The SemEval findings reinforce this: multimodal tasks remain hallucination hotspots specifically because they involve cross-referencing real but incomplete inputs. The model doesn't have a "this crosses modalities and might be unreliable" mode. It has a "here's the synthesis" mode, and it applies it uniformly.

If your team evaluates multimodal outputs with the same spot-check workflow you use for text outputs, you're running the wrong test.

What Single-Source Review Doesn't Catch

The standard advice for hallucination management is: check the sources. For single-modality text, this roughly works. When a model cites a paper, you can search for the paper. When it quotes a statistic, you can trace the statistic.

With structured fiction from cross-modal reasoning, there are three failure modes that this advice misses:

The synthesis gap. The model's conclusion isn't drawn from any single source — it's inferred from the relationship between sources. That inference might be wrong in ways no individual source check will reveal.

The plausible fake. The fabricated citation isn't random. It has the structure of a real citation for the field. A reviewer checking whether a paper "sounds real" will sometimes miss it. Only hitting the actual DOI resolves it, and that takes more time than most review workflows budget.

The distributed error. The hallucination isn't localized in one sentence. It's woven through the synthesis — a false connection here, an overstated conclusion there. Finding it requires re-running the task, not just verifying a footnote.

The chain-of-thought problem is adjacent here: the model's reasoning trace looks coherent, but coherence in the trace doesn't mean accuracy in the conclusion. Structured fiction is what happens when chain-of-thought confidence extends beyond what the underlying data supports.

What Cross-Modal Auditing Actually Requires

Teams deploying multimodal pipelines in production need to treat cross-modal outputs differently from single-modality ones.

Decompose the synthesis. For any multimodal output that makes factual claims, trace which claims come from which input. Claims that can only be explained as inferences between inputs need separate verification.

Treat citation format as a red flag, not a green flag. A correctly-formatted citation is evidence that the model knows what citations look like. It's not evidence the citation exists. Structured fiction is often well-formatted precisely because formatting is learnable.

Use inter-modal consistency checks. If the model synthesizes a video transcript and an image, ask whether the text claim is verifiable from the image alone. If it isn't, the claim crosses a modality boundary and should be treated as higher-risk.

Build uncertainty into the prompt layer. Explicitly instruct the model to distinguish between claims directly supported by the provided inputs and claims inferred from them. Some models will do this; many won't without explicit instruction. But the instruction creates a structured output you can audit, rather than a seamless narrative you can't.

None of this is a solved problem.

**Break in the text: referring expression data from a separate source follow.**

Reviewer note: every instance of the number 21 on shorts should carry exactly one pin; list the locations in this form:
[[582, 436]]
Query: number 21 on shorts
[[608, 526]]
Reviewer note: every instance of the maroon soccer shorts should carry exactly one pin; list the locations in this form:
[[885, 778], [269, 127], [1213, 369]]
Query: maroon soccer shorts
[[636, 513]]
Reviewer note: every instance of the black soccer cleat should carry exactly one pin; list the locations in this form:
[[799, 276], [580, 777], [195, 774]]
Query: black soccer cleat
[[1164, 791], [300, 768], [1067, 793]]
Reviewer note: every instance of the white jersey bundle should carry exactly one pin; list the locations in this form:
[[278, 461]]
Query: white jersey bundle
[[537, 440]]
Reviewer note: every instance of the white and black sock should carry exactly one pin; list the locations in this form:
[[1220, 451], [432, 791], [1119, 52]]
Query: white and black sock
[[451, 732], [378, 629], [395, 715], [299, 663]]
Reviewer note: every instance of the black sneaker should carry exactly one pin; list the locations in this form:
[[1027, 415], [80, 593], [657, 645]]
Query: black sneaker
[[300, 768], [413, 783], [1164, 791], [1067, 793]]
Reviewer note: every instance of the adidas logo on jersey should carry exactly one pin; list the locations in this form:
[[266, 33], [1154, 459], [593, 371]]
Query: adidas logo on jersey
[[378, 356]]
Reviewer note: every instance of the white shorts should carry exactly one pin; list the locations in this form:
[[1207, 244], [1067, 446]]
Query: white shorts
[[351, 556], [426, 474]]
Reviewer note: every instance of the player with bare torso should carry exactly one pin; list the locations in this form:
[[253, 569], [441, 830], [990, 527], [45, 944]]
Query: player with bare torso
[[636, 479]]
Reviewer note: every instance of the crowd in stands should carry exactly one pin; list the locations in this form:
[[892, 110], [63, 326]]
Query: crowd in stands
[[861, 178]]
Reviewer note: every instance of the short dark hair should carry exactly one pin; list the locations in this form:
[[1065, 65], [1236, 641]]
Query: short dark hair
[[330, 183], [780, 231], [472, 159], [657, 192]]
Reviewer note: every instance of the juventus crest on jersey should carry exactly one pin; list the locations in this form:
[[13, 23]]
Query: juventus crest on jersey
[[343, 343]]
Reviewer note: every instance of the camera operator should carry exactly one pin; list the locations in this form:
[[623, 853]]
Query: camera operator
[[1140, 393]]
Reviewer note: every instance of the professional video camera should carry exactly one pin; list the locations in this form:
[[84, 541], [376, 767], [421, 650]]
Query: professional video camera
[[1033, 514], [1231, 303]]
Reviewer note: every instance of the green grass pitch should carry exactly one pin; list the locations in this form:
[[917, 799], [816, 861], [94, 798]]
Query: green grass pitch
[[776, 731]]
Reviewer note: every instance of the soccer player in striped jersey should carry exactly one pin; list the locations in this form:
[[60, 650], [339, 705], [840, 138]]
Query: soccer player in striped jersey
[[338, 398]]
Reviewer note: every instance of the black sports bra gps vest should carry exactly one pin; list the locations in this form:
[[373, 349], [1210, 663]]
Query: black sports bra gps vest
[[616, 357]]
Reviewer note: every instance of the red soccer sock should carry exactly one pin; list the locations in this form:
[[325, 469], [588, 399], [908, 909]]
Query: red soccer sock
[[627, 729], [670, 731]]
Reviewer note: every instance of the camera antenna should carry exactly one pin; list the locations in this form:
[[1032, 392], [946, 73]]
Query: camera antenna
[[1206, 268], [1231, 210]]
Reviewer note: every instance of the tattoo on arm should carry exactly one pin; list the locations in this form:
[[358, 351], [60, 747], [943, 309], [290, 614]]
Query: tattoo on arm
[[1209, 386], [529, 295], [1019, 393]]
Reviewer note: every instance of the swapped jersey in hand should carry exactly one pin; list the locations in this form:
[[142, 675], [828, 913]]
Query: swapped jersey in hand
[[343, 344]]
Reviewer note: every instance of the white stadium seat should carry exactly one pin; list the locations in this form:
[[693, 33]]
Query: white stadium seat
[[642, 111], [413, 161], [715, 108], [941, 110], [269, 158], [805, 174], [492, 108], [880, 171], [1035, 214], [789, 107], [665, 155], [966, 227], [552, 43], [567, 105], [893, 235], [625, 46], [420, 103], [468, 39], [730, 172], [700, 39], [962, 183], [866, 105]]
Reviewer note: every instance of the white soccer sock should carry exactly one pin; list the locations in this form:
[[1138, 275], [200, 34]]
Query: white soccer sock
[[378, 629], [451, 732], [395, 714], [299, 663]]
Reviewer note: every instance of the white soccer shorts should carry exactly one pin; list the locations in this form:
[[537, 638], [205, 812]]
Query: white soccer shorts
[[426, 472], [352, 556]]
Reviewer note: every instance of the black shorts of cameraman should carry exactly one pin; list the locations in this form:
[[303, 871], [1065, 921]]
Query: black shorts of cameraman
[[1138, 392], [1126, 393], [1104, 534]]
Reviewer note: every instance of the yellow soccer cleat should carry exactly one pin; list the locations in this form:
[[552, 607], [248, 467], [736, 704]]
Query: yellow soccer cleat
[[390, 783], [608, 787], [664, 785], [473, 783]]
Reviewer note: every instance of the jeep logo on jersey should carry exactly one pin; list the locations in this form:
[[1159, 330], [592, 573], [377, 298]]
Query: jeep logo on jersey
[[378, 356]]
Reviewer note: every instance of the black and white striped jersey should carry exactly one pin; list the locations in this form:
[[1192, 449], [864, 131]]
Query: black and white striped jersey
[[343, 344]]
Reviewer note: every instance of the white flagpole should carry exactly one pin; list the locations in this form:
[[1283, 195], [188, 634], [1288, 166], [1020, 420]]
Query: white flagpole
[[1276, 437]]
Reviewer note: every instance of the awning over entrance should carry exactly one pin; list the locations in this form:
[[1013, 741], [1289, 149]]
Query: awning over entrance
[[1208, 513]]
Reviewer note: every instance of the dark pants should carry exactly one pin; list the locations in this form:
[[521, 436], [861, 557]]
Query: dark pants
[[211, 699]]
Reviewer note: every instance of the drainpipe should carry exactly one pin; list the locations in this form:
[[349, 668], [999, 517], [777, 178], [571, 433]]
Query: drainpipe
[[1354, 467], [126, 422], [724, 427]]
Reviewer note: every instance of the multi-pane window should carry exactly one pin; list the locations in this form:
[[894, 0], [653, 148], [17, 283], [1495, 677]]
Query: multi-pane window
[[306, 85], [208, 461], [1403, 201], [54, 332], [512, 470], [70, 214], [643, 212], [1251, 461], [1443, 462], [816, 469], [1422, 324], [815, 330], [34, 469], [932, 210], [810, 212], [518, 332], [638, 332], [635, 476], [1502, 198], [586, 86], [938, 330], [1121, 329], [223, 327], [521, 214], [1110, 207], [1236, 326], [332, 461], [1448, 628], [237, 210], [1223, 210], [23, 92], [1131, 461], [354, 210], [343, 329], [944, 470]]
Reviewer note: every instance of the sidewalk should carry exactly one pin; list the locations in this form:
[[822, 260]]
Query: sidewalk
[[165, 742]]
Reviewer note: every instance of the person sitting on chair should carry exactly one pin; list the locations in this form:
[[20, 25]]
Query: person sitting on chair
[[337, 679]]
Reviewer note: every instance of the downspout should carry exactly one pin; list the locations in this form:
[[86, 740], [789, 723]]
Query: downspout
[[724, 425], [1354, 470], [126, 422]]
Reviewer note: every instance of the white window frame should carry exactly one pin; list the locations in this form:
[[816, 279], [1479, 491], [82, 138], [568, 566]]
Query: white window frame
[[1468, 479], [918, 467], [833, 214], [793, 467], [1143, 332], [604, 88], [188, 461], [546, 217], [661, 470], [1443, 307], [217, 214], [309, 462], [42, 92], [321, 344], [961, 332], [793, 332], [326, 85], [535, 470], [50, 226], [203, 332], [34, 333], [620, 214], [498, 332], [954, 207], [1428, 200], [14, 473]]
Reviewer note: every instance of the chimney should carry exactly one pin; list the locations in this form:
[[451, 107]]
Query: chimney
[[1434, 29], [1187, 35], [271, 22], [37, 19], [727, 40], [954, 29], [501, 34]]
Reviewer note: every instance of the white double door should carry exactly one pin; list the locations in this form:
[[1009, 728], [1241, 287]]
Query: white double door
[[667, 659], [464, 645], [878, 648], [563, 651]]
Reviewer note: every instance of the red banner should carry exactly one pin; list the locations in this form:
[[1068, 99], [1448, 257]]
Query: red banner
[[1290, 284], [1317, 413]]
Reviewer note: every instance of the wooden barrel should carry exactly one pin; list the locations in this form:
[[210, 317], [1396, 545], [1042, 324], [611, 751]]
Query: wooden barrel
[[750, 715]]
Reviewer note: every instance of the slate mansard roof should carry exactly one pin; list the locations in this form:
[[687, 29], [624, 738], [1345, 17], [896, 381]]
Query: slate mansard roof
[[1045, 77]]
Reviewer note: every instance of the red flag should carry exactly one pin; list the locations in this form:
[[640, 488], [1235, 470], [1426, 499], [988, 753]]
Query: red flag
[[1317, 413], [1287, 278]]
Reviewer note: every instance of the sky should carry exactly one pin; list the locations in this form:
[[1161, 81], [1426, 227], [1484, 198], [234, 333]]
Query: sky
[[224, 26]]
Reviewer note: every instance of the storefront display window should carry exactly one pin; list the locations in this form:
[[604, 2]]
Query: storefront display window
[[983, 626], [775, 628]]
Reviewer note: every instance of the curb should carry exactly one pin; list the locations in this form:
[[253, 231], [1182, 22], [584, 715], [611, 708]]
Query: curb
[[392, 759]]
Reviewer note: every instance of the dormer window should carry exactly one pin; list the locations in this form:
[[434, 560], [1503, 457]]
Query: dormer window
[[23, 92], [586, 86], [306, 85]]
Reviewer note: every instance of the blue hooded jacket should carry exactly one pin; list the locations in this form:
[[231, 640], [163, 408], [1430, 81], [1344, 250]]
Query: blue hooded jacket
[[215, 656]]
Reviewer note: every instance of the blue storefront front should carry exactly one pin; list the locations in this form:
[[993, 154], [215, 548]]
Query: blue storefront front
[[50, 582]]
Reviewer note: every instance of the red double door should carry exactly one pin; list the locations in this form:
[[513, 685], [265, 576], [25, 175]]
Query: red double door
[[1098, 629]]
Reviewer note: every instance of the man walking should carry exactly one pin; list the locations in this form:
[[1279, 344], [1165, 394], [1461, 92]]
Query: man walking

The multimodal hallucination space as of mid-2026 has good benchmark tooling (Mu-SHROOM, CCHall) and almost no production-grade mitigation tooling. The gap between knowing the problem exists and having reliable ways to catch it at scale remains large.

The Underlying Constraint

Cross-modal reasoning is not going to get worse. Models will continue to integrate more modalities, handle longer contexts across them, and produce outputs that blend inputs more thoroughly. The hallucination profile will evolve with the capability.

The teams that will handle this well are the ones that accept now that cross-modal output quality cannot be evaluated with the same workflows built for text. The adversarial case isn't a hallucinating LLM making obvious errors. It's a confident, well-structured synthesis that happens to include things that aren't true.

That's a harder problem. It deserves a harder solution.